For a female who identifies as agendered? Or anybody who identifies as agendered? Let's just say that while this society is slowly coming to grips with more fluid expressions of gender, it's still largely stuck in the binary state. One thing or the other. No third options. No alternate checkbox on a form. At best, I might be able to get counseling to help me discover and love myself.

What then, if I've discovered myself and know that the self I am inside in no way matches the outside? Can I actually still love being who I'm not?

I tell myself that in a lot of ways, it doesn't matter. I know, and that's enough. And online, nobody knows what I look like. If I tell people what I want to look like, without pictures of me they don't know if that's the truth or not. It's a bit freeing. More than a bit! Here, on a site that exists solely for a person to express themself, I am who I say I am.

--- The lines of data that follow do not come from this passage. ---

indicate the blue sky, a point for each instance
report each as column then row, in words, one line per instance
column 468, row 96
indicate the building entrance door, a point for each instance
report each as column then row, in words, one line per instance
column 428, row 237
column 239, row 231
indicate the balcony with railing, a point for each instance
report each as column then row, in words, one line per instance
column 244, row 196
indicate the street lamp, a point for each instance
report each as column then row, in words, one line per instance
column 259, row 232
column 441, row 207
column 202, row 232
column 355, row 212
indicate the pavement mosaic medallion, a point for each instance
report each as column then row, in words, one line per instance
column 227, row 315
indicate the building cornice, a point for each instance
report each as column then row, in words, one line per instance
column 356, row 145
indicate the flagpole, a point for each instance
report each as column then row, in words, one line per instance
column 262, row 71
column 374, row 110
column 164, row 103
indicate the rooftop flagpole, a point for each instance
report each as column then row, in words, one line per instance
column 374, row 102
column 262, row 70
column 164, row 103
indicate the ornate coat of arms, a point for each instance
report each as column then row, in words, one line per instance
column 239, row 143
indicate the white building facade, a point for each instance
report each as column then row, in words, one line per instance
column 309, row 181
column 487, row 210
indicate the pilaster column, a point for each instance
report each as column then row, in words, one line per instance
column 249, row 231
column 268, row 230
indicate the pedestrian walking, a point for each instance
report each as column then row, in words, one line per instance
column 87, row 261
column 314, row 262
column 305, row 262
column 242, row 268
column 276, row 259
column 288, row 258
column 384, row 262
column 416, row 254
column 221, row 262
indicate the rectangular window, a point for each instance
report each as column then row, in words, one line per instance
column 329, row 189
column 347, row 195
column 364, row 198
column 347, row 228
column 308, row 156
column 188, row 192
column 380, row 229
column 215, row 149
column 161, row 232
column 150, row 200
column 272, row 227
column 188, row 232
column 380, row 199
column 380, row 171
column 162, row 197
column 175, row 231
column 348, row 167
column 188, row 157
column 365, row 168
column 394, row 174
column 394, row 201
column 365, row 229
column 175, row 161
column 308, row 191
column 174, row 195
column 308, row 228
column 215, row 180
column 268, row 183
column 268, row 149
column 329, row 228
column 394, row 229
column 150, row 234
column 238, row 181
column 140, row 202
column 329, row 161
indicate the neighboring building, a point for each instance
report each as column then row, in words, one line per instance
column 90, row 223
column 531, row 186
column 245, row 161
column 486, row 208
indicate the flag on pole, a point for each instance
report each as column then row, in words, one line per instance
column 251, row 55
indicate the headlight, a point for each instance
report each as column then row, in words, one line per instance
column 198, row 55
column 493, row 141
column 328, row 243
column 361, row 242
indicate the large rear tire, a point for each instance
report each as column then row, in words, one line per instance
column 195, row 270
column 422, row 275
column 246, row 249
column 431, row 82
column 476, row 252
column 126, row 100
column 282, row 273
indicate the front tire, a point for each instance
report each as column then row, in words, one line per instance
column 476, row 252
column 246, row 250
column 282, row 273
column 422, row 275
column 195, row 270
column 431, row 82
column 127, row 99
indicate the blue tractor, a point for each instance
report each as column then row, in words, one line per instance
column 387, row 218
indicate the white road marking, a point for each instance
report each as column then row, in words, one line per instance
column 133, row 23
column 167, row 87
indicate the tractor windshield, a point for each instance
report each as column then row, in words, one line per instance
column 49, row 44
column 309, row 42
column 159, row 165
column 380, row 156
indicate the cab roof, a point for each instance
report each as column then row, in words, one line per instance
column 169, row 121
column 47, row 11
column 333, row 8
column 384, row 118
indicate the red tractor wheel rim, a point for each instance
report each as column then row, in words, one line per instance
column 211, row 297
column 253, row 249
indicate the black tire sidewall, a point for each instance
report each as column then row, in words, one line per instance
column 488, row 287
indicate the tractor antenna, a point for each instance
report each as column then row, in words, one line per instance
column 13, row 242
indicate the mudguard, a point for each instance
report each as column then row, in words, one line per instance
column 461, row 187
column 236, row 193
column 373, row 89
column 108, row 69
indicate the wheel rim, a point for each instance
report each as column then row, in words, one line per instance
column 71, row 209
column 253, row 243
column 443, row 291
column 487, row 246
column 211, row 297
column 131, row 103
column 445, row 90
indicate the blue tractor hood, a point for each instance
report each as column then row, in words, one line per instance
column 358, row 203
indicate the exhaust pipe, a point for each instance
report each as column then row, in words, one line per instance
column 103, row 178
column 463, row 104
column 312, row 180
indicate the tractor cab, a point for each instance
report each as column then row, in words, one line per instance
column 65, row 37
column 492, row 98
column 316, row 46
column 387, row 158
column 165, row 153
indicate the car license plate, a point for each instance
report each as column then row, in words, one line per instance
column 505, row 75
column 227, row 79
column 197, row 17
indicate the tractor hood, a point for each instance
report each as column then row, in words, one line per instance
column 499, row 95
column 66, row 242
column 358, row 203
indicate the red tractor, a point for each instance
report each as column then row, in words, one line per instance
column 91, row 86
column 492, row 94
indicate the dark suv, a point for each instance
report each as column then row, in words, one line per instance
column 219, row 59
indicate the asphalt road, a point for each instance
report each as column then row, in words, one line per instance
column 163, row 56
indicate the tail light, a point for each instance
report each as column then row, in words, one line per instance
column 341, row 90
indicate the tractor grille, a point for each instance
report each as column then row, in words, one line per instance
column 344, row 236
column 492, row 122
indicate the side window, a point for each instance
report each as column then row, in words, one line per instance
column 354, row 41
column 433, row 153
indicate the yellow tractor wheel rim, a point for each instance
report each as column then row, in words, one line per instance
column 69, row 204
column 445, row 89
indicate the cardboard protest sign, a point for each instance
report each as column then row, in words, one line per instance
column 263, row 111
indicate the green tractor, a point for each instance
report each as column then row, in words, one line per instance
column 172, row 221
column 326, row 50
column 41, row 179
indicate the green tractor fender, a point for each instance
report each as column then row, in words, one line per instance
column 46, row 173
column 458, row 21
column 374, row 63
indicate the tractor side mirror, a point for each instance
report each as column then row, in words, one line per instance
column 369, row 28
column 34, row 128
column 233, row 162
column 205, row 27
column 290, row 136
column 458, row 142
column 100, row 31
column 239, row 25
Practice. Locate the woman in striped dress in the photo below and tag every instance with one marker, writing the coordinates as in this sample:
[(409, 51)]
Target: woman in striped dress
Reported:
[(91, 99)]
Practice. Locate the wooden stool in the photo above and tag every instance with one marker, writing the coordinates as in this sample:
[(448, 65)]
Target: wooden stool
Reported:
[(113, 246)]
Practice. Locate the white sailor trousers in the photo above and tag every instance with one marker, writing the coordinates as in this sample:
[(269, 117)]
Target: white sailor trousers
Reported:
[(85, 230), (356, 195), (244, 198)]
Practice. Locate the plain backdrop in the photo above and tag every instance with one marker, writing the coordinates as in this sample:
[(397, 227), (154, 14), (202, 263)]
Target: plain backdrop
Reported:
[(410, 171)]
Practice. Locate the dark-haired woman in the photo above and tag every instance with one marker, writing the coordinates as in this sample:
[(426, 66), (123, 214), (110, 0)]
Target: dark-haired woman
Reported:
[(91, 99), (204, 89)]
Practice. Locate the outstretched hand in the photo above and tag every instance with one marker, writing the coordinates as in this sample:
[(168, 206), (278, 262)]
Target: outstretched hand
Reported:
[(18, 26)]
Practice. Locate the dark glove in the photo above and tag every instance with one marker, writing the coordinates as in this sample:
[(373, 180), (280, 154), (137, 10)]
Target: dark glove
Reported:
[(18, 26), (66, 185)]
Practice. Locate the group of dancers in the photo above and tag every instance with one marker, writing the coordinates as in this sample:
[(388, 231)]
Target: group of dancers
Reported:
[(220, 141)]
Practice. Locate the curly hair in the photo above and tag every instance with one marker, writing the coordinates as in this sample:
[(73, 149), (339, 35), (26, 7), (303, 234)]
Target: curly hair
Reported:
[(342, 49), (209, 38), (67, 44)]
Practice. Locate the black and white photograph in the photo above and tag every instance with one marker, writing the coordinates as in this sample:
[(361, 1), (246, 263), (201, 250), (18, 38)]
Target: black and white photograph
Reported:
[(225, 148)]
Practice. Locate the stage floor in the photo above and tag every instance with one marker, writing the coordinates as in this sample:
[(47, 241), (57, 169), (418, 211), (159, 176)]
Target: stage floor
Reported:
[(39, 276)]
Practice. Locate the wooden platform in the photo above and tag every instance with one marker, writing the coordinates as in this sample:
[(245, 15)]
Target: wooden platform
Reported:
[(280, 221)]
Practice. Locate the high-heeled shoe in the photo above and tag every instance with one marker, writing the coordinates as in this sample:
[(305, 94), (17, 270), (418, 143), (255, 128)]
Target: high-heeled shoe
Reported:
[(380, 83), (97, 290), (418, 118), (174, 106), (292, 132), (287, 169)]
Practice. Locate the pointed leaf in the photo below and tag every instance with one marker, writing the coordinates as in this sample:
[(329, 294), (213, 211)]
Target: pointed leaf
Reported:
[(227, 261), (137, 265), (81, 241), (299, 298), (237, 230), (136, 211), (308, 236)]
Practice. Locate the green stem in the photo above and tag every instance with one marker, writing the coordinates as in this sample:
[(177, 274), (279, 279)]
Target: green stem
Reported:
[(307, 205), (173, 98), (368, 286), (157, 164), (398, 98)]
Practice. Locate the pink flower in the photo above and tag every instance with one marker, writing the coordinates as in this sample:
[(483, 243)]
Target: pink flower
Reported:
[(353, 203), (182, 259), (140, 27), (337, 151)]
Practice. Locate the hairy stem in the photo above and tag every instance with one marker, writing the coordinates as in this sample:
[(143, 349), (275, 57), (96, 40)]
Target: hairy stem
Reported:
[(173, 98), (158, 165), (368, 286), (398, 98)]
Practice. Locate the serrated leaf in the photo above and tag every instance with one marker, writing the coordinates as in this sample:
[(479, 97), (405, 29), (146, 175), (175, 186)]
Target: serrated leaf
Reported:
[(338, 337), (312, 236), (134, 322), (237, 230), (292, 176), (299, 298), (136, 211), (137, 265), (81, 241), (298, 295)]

Even if the physical world doesn't quite agree.

Part of me wishes I didn't feel this way at all. It would be one thing to just hate the body I'm in. I could just say I don't like that I'm fat, or female, or any of the other things wrong with myself. But to know what my mind wants me to look like, what it tells me I ought to look like... That's got to me some kind of torture. It's like holding food up before a hungry person and telling them that they'll never get to eat it.

That doesn't mean I'm not going to work toward being who I want to be, and expressing what I want to express. It just means that there are going to be days, like today, when it all hits me harder than others.

(At least I have a good icon to go with this post now. That's something to be happy about.)